The Dunedin City Commission seems determined to throw away opportunities for success and profit at the city-owned golf course leased to and operated by the Dunedin Country Club. Dunedin residents who think the golf course — their property — should be paying more dividends for the city in this time of tight city revenues should share their opinion with city commissioners now.
On Thursday, the City Commission is scheduled to discuss a new license agreement with the Dunedin Country Club for operation of the city's outstanding Donald Ross-designed golf course. That golf course is adjacent to the smaller city-owned and city-operated St. Andrews Links golf course. The two golf courses together lost hundreds of thousands of dollars in recent years, and the country club, plagued by declining membership, wanted a rent reduction and new lease. The city stopped collecting rent while negotiations with the club dragged on.

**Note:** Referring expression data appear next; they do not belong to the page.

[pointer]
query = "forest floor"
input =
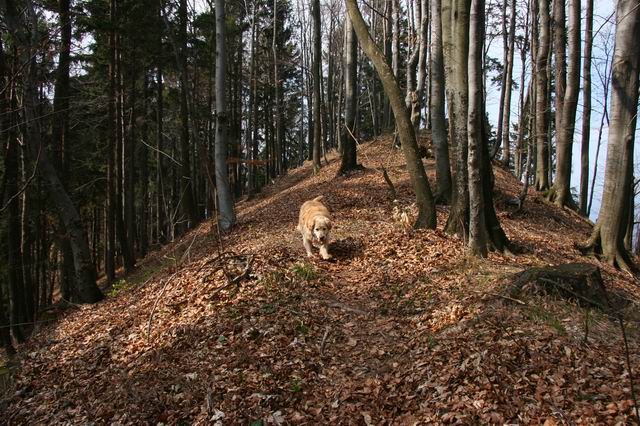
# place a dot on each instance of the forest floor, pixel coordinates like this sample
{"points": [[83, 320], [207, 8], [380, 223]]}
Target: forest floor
{"points": [[401, 328]]}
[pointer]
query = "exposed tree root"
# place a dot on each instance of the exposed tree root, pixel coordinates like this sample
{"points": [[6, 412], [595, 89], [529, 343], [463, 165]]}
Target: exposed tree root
{"points": [[618, 258]]}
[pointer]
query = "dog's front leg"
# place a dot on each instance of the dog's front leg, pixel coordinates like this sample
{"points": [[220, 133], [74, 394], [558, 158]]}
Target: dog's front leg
{"points": [[307, 245], [324, 252]]}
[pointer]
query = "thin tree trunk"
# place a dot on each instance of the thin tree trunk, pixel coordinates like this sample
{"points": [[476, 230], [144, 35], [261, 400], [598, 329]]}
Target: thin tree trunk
{"points": [[317, 59], [506, 111], [505, 88], [88, 291], [252, 110], [542, 98], [161, 210], [349, 152], [586, 110], [437, 108], [186, 178], [424, 198], [227, 217]]}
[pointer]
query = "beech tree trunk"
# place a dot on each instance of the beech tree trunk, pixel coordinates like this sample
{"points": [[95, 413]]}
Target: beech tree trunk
{"points": [[609, 233], [506, 110], [88, 291], [485, 232], [542, 97], [276, 94], [186, 177], [437, 110], [59, 131], [349, 148], [586, 110], [457, 57], [406, 132], [317, 59], [226, 214], [503, 91], [561, 191]]}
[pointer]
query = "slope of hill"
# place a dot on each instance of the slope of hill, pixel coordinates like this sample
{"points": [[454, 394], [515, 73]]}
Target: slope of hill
{"points": [[401, 328]]}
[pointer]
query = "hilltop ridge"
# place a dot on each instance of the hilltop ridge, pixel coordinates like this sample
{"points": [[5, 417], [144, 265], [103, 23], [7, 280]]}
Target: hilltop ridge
{"points": [[401, 328]]}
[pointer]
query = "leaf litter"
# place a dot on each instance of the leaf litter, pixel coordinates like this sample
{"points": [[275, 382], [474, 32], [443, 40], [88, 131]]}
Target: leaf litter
{"points": [[401, 328]]}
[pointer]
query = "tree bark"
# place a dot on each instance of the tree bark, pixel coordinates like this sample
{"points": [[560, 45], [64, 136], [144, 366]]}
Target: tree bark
{"points": [[437, 109], [505, 88], [317, 59], [478, 238], [161, 210], [424, 198], [586, 110], [276, 89], [349, 152], [186, 178], [608, 234], [485, 232], [227, 216], [542, 98], [458, 107], [506, 111], [88, 291], [561, 191], [60, 150]]}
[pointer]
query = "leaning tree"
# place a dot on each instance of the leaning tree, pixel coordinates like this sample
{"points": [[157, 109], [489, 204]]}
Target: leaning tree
{"points": [[608, 235], [406, 131]]}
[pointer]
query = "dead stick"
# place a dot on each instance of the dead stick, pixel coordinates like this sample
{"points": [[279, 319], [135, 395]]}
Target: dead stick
{"points": [[324, 339], [155, 304]]}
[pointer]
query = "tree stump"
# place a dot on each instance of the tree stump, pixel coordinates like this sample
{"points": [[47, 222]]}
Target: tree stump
{"points": [[580, 282]]}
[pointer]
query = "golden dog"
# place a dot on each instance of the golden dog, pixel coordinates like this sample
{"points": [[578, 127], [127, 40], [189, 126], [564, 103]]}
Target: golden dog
{"points": [[315, 223]]}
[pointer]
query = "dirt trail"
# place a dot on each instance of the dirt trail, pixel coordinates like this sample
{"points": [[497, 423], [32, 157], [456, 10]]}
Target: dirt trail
{"points": [[400, 328]]}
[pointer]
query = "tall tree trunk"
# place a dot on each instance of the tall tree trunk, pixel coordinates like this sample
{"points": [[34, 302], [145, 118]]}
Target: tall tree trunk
{"points": [[227, 216], [60, 130], [438, 121], [560, 51], [121, 231], [252, 111], [406, 132], [609, 232], [161, 210], [542, 97], [504, 88], [485, 232], [561, 191], [506, 110], [88, 291], [586, 110], [524, 108], [478, 237], [458, 12], [388, 54], [423, 42], [349, 152], [317, 59], [144, 171], [186, 179], [276, 89]]}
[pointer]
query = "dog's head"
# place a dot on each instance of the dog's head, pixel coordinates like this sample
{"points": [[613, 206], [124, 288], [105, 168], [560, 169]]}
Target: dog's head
{"points": [[321, 228]]}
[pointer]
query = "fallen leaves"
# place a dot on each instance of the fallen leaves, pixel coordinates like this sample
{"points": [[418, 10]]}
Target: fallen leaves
{"points": [[387, 333]]}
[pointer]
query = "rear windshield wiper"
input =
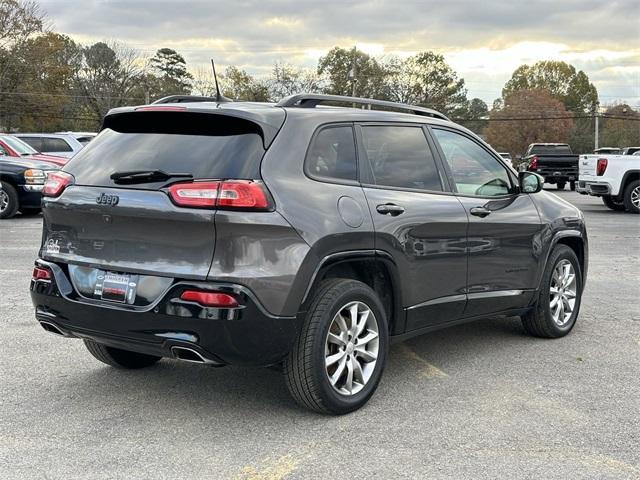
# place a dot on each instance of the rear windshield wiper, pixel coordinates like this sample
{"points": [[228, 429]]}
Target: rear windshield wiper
{"points": [[144, 176]]}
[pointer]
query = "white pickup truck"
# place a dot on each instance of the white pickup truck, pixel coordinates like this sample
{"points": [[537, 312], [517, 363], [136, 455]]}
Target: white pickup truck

In July, the City Commission voted unanimously to seek proposals from professional golf course management companies to operate both courses. Meanwhile, the country club came up with a check for $107,000 for back rent so it could not be accused of being in default on its lease. The club also made promises to be more open in its business dealings and friendlier to nonmember golfers.
However, some top-flight companies responded to the city's request for proposals, providing an enticing glimpse of the recreational and financial benefits that professional management of the public courses could bring. For example, Billy Casper Golf, which operates golf courses all over the country, was confident it not only could operate in the black, but add new services and return rent and additional profits to the city treasury. It was even willing to guarantee those results.
But the Dunedin Country Club, with 13 years remaining on its lease and no longer in default, would not agree to relinquish its lease hold rights. And it sealed that refusal recently by delivering to the city this year's lease payment of more than $88,000. Country club officials argue that they have taken care of the property for decades, have funded many improvements there and deserve to continue to operate the course.
Because of the lease, city officials may have no choice but to allow the club to continue to operate the 126-acre Donald Ross course, but there is no rational explanation for the step the City Commission seems poised to take Thursday: to approve a new 20-year agreement with the country club that gives the club a break on paying rent to the city for at least five years.
The new agreement has some good provisions and attempts to demand that the club be courteous to golfers who are not country club members. It also raises the rent (now being called a license fee) after the first five years to 6 percent of the club's gross revenues rather than the current 5 percent.
But the city takes a financial hit in this agreement. For the first five years the club would not have to pay its rent to the city. Instead, it would deposit the money in a trust fund and use it to pay its general manager and to make capital improvements on the course. And later, the club would be required to pay rent only if its net income exceeded $40,000 a year. Also, the city would purchase a small sliver of land from the club for $250,000, which could help the club finance course improvements.
Clearly, the club can pay the rent demanded by the current lease, as its recent payments have shown. So it ought to be required to continue to do so, while also meeting all the other requirements of its current lease. If, in the future, the club fails to do so, it will be in default and the city can do what needs to be done: hire a company with a record of successful golf course management to upgrade and consolidate both courses into one outstanding golfing destination.
It simply makes good business sense to have golf course management professionals managing a spectacular public amenity like the Donald Ross course. For that matter, it makes sense to have professionals, not the city, managing St. Andrews Links.
City commissioners are finding it difficult to take tough stands against fellow residents who are members of the country club. But the City Commission has a fiduciary duty to properly oversee the public's property and the city treasury. Having to stick with a partner that has fewer resources and a vastly inferior track record of golf course management to professional companies is hard enough to contemplate, but giving that partner access to public land for years without paying rent at a time when the city needs more revenue is simply inexplicable.